Contribuía especialmente a ello el conocimiento de lo que acaecía fuera de Ibiza, que se conjeturaba a través de las noticias que captaban los pocos receptores de radio entonces existentes en la isla, desfigurados por radio calle. La emisora de Mallorca difícilmente podía sintonizarse, y de la zona nacional sólo Sevilla y las proclamas de Queipo de Llano fueron audibles a partir de últimos de julio. De la zona republicana, en cambio, se escuchaban las emisoras de Valencia, Barcelona y ocasionalmente Madrid. Sus noticias eran profusamente esparcidas y deformadas, dando lugar a bulos fantásticos según la ideología y ánimo del transmisor. Ello dio lugar a que don Julio Mestre Martí, casado con mi pariente doña María Llobet, ya Comandante Militar por su mayor grado, incorporado pese a encontrarse de vacaciones en Ibiza, diera un bando el día 23 recordando las penas a las que se exponían los que difundieran falsos rumores. La continua llegada de buques extranjeros, como el británico ´Devonshire´, el francés ´Mersein´, el holandes ´Juno´ o el alemán ´Tarragona´ que ganaban Ibiza para recoger súbditos de sus respectivos estados alejándoles de la guerra y el peligro, tampoco podía levantar optimismos.

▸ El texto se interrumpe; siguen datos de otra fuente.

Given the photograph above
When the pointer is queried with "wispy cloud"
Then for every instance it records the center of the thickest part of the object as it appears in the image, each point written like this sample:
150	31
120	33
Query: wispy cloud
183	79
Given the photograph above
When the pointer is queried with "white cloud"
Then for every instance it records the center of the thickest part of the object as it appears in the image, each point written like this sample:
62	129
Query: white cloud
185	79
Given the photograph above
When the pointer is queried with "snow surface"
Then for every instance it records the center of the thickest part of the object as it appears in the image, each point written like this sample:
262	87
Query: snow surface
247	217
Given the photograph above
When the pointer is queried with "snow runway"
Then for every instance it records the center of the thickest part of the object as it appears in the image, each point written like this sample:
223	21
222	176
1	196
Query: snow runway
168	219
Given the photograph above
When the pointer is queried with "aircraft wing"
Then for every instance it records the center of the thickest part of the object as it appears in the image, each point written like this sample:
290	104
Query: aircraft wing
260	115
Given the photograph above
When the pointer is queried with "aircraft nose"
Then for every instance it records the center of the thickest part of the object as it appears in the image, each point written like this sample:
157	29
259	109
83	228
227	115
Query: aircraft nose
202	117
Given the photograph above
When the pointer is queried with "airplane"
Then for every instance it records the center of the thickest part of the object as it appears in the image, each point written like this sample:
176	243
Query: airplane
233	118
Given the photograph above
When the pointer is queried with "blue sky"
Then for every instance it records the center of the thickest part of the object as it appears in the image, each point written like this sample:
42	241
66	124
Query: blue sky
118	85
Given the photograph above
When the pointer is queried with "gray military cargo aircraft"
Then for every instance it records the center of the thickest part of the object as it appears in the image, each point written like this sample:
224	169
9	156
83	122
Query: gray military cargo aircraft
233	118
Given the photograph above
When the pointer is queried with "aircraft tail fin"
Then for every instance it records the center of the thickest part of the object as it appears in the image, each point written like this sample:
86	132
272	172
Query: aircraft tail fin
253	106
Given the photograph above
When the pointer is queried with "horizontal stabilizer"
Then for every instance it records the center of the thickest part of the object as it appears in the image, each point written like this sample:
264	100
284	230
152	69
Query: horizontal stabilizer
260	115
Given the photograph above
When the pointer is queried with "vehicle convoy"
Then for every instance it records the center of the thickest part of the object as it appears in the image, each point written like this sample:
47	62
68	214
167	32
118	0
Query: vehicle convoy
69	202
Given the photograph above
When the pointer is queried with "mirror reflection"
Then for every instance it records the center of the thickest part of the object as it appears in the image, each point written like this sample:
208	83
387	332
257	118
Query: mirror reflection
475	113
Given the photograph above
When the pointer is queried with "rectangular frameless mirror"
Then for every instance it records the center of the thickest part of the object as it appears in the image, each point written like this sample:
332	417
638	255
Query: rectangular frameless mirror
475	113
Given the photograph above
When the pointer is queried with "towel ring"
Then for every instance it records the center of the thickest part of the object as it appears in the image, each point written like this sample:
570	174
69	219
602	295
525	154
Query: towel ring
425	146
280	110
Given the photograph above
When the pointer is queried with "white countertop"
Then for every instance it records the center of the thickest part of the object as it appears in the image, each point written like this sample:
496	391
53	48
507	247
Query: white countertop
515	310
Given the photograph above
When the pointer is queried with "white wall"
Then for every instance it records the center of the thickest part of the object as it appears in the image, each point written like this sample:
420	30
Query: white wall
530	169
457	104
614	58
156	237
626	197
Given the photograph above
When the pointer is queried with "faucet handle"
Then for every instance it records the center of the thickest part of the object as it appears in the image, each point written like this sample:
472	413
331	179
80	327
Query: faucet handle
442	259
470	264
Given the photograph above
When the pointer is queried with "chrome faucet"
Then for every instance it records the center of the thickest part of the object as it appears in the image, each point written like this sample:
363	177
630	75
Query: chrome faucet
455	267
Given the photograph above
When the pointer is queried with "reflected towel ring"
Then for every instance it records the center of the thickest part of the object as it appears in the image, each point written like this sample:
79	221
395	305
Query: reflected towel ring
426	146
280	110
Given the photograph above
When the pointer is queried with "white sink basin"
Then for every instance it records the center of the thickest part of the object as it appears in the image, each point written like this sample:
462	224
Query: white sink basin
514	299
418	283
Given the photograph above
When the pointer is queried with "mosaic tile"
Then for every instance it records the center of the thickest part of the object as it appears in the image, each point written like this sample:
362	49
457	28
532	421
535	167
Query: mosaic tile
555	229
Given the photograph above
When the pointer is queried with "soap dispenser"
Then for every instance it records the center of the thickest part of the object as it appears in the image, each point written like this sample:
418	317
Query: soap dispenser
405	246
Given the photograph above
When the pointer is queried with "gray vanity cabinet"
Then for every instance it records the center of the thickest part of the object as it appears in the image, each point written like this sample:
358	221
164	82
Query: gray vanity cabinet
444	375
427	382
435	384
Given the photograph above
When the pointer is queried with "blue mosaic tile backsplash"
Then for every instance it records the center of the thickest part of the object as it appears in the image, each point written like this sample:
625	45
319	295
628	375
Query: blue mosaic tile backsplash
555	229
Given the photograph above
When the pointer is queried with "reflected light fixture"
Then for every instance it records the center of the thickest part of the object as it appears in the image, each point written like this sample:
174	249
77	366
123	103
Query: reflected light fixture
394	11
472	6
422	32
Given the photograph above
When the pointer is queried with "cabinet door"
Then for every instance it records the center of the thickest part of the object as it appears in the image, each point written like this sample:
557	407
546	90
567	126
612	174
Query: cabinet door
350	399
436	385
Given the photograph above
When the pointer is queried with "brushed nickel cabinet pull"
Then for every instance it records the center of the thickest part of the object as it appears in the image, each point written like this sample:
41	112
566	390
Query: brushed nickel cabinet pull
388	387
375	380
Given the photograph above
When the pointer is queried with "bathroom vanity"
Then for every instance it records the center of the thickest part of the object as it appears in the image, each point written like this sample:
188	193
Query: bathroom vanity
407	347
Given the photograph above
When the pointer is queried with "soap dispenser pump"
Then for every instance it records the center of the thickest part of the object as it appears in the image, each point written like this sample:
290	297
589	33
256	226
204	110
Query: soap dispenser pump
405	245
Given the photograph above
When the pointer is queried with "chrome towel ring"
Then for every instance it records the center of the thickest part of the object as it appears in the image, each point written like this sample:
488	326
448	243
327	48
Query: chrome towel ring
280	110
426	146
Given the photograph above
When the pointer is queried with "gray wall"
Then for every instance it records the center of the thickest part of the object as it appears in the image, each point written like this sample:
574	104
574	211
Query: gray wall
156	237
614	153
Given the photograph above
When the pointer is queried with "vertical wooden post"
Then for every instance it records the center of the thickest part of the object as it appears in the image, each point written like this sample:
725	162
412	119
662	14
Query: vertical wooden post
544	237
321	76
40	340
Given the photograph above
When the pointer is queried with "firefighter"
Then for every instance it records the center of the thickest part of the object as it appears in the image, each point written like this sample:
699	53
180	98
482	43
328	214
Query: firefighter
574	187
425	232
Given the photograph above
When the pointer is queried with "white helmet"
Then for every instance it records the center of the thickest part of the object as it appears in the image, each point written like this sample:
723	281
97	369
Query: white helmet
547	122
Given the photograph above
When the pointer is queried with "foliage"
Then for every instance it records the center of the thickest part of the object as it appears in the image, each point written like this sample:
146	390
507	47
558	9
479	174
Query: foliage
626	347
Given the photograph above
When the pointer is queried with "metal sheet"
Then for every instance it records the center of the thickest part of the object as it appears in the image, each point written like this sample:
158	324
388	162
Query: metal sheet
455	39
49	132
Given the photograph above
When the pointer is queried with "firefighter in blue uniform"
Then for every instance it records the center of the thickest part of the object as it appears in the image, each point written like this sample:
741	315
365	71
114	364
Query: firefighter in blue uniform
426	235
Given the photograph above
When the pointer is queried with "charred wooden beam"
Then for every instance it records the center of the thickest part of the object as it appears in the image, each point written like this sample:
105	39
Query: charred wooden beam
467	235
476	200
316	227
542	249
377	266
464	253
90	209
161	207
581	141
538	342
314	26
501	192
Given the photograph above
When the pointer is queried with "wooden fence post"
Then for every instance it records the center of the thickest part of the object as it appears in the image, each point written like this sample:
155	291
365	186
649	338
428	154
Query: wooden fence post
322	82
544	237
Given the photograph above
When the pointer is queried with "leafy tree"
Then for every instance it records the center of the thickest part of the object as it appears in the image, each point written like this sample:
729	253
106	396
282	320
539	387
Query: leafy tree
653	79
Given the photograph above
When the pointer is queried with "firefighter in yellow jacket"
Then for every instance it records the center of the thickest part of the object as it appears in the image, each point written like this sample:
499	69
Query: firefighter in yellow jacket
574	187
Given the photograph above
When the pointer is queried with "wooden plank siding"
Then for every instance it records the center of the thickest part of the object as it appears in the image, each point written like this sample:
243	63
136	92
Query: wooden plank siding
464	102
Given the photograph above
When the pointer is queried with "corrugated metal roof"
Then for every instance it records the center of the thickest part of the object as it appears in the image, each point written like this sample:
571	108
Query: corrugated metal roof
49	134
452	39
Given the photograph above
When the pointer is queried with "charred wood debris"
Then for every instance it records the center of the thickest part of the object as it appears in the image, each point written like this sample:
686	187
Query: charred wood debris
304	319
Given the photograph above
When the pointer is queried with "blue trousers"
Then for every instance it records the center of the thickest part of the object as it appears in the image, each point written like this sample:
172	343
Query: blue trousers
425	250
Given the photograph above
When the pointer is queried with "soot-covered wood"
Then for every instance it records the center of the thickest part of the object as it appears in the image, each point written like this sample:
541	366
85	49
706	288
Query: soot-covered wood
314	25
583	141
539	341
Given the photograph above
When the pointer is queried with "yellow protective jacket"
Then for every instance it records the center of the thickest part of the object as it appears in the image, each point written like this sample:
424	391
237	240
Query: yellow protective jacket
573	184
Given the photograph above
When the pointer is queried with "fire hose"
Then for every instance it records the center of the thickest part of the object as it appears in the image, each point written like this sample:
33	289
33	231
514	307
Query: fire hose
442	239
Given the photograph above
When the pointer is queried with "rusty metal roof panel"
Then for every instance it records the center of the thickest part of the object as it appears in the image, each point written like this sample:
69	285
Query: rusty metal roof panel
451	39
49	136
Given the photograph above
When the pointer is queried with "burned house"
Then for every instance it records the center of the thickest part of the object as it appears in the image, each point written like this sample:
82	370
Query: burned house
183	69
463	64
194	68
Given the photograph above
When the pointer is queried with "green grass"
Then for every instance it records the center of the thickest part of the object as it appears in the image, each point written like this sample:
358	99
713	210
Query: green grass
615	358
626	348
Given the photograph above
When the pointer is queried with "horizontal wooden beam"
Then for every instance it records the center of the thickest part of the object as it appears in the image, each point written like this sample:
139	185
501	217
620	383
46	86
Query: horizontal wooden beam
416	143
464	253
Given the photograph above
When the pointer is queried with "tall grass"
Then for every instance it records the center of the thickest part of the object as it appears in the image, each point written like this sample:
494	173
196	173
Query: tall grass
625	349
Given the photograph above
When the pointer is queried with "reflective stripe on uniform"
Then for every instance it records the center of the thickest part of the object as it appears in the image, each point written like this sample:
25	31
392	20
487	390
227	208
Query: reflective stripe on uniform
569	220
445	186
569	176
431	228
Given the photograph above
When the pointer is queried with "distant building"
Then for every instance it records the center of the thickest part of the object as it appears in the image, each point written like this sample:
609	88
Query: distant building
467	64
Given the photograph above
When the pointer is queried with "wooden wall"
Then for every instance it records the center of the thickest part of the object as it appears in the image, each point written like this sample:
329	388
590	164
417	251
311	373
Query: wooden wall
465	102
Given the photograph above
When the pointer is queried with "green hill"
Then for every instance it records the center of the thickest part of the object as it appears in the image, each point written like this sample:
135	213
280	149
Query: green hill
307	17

Y el peligro se hizo patente a partir del mediodía del día 30, cuando un avión procedente de Menorca arrojó sobre la isla unas proclamas conminando a la rendición. En casa cundió el pánico, pues el terror que entonces producían los aviones era muy superior a su eficacia. La abuela decidió al día siguiente que nos marcháramos de la ciudad y convino en que nos dirigiéramos a Cas Felius por unos días hasta que se aclarara la situación. Cas Felius era una finca bastante grande, con un pequeño huerto, situada a unos cinco kilómetros de Ibiza, en la parroquia de San Rafael, propiedad entonces de los cinco hermanos, en la que junto a la vivienda de los mayorales existía otra bastante acomodada para los amos. Mi hermana Pili y yo conocíamos bien la finca por haber pasado en ella cortas estancias con nuestros padres en la primera niñez. Rápidamente acordamos con un taxi que nos llevara (algo ya difícil por la escasez de gasolina) y para allá que fuimos. Recuerdo que llegamos al atardecer y que al acompañar a Margalideta al huerto en busca de unos tomates para el sofrito de la noche me encontré, de nuevo, con el característico olor de la tomatera que ya había captado en mi primera infancia.